Note that a directory is recorded the same way as a file, the only difference being the specific file attribute and a filesize of 0x00000000.

When a file/directory is erased, its content is not immediately removed from the filesystem. Instead, the first character of its name is changed to 0xE5, so the system knows it can overwrite the data in the related clusters in a later write action.

To be able to store file/directory with a name longer than 8 bytes and an extended character set, the LFN (Long File Name) format was introduced but is not relevant for this blogpost. Anyway, for backward compatibility, a LFN entry will also have its SFN one.

Data Area

The remaining clusters are located in the Data Area to store all other file or directory entries.

FAT file carving

Based on the previous characteristics shown of the FAT filesystem, two main approaches were available to recover deleted files.

The first one is to look for Directory Entry starting with 0xE5, meaning an erased file that has not yet been overwritten.

The second one is to look into the File Allocation Table for linked entries that are not related to any available Directory Entry.

In our case, both approaches gave no result, even if we were able to find a lot of unmapped clusters that seemed to contain data. So how could we clearly identify chunks of firmware stored in our filesystem?

Prologue to a recovery

If you have ever reverse-engineered an executable, you must be aware of the prologue and epilogue concepts. To prepare the stack and save previous variables/registers, the compiler generates them for each function.

For the ARM architecture, we have two dedicated instructions to do so, push and pop, that automatically manage the stack pointer. When looking at disassembled code, a function could be resumed as this:

PUSH {registers_x_to_y}
... instructions
POP {registers_x_to_y}
BRANCH offset / link pointer

If two functions are close together, we will have the pop instruction followed by a push one.
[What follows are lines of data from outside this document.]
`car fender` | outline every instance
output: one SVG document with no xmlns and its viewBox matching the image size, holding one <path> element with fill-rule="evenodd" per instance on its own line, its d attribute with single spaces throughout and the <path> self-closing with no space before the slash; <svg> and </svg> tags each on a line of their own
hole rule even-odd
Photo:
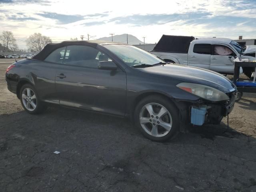
<svg viewBox="0 0 256 192">
<path fill-rule="evenodd" d="M 168 55 L 162 55 L 159 57 L 162 60 L 168 59 L 169 60 L 172 60 L 175 63 L 177 63 L 178 64 L 181 64 L 180 61 L 179 61 L 178 58 L 176 58 L 172 56 L 170 56 Z"/>
</svg>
Using Capstone-Engine disassembler, we wrote a Python script that loads the dump, reads the Volume Boot Record and checks each cluster in the Root Directory and Data Area to look for the following patterns:

pop-push (consecutive functions)
pop-branch (void function return)
pop-[ldr/sub/add] r3 (function return value)

#!/usr/bin/python3
from capstone import *

SECTOR_SIZE = 512
CLUSTER_SIZE = SECTOR_SIZE * 8
ROOT_DIRECTORY_ADDR = 0x

BASE_ADDR = 0x00200000

def cluster_contains_valid_pattern(cluster_data):
  base_addr = BASE_ADDR
  md = Cs(CS_ARCH_ARM, CS_MODE_THUMB)
  found_pattern = False
  got_pop = False

  for instr in md.disasm(cluster_data,base_addr):
    if "pop" in instr.mnemonic:
      got_pop = True
      prev_mnemonic = instr.mnemonic + " " + instr.op_str
    elif ("push" in instr.mnemonic or "b." in instr.mnemonic or "r3" in instr.op_str) and got_pop == True:
      got_pop = False
      found_pattern = f"{instr.address:#08x} {prev_mnemonic}; {instr.mnemonic} {instr.op_str}"
      break
    else:
      got_pop = False
  return found_pattern

If we find any of them, we assume the cluster contains valid ARM instructions, the probability of random bytes matching such patterns being very low.
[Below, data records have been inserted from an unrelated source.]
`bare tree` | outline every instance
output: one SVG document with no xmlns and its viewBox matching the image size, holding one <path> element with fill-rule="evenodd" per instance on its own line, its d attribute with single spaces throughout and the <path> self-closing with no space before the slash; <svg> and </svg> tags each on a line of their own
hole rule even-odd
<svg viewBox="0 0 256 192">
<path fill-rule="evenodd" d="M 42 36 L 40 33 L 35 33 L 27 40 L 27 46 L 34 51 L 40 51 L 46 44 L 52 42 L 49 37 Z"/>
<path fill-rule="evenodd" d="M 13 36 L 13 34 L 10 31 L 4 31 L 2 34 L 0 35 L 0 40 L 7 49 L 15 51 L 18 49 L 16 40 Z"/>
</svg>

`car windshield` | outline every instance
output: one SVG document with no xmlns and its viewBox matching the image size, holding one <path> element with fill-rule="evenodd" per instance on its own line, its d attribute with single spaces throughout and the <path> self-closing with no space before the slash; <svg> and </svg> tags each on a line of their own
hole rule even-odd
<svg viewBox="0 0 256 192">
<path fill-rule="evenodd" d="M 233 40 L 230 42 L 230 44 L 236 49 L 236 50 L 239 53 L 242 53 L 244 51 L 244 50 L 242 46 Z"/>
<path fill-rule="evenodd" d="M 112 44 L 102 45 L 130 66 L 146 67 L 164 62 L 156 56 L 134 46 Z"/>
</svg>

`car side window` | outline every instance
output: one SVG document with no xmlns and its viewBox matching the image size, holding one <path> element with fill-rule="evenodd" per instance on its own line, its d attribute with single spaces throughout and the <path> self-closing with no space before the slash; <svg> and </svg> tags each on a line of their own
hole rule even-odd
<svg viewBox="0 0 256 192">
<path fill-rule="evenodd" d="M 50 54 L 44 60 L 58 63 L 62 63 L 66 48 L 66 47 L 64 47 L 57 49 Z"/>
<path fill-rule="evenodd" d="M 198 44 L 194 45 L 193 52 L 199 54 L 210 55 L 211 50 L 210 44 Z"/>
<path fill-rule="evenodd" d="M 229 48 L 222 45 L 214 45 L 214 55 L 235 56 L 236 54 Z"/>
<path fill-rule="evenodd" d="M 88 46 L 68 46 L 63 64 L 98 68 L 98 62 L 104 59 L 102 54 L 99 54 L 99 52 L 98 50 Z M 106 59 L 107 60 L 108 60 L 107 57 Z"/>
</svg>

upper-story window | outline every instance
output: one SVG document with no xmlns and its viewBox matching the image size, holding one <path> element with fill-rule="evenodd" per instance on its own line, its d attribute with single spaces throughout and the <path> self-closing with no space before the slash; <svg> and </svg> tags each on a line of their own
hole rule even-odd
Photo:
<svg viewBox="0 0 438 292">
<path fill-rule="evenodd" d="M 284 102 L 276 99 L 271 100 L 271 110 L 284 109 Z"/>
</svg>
$ ./fat_explorer.py --decompile-all
MSWIN4.1 - sector: 512 bytes - cluster: 8 sectors
Start address: 0x0000f800
FAT0: 0x0000fa00 [158 sectors]
FAT1: 0x00023600 [158 sectors]
Root: 0x00037200 [16384 bytes]
Data: 0x0003b200

Decompiling cluster:
--------------------
100%|..........................................| 960/960 [00:40<00:00, 22.98it/s]
Cluster #20:
  0x2008c8 pop {r4, r5, r6, pc}; ldrb.w r3, [sp, #0x19]
Cluster #21:
0x2005fe pop.w {r4, r5, r6, r7, lr}; b.w #0x26d420
Cluster #22:
0x20056c pop.w {r4, r5, r6, lr}; b.w #0x200086
Cluster #24:
0x2001e8 pop {r4, r5, r6, r7}; b.w #0x1ffda4
Cluster #26:
0x200702 pop.w {r3, r4, r5, lr}; b.w #0x267920
Cluster #27:
0x200200 pop.w {r4, r5, r6, r7, r8, sb, sl, fp, pc}; sub.w r3, r3, #0xf00000
[...]

However this approach has two drawbacks:

We will miss clusters containing no function, like large arrays of struct;
Clusters are scattered over the filesystem, how can we arrange them in the correct order and know their distances?

From branch to branch

To resolve the problem of relation between clusters, let's focus on the bl instruction, for branch link. When executed, it stores the address of the next instruction into the link register (lr) then jumps to the destination address, which is the sum of the branch address plus PC-relative expression.

If a function is called from several parts of the firmware, the address of the bl instruction plus the PC-relative expression will point to the same address. Not knowing the correct address of the branch instruction, we can still identify the function it branches to by the offset on the destination cluster.

This approach allows us to link clusters and compute their distances. Still using Capstone-Engine, we improved our script to look for each bl instruction, check if it points outside of the cluster, and compute the distance between the current cluster and its destination. We also determine the offset in the target cluster where the bl points to.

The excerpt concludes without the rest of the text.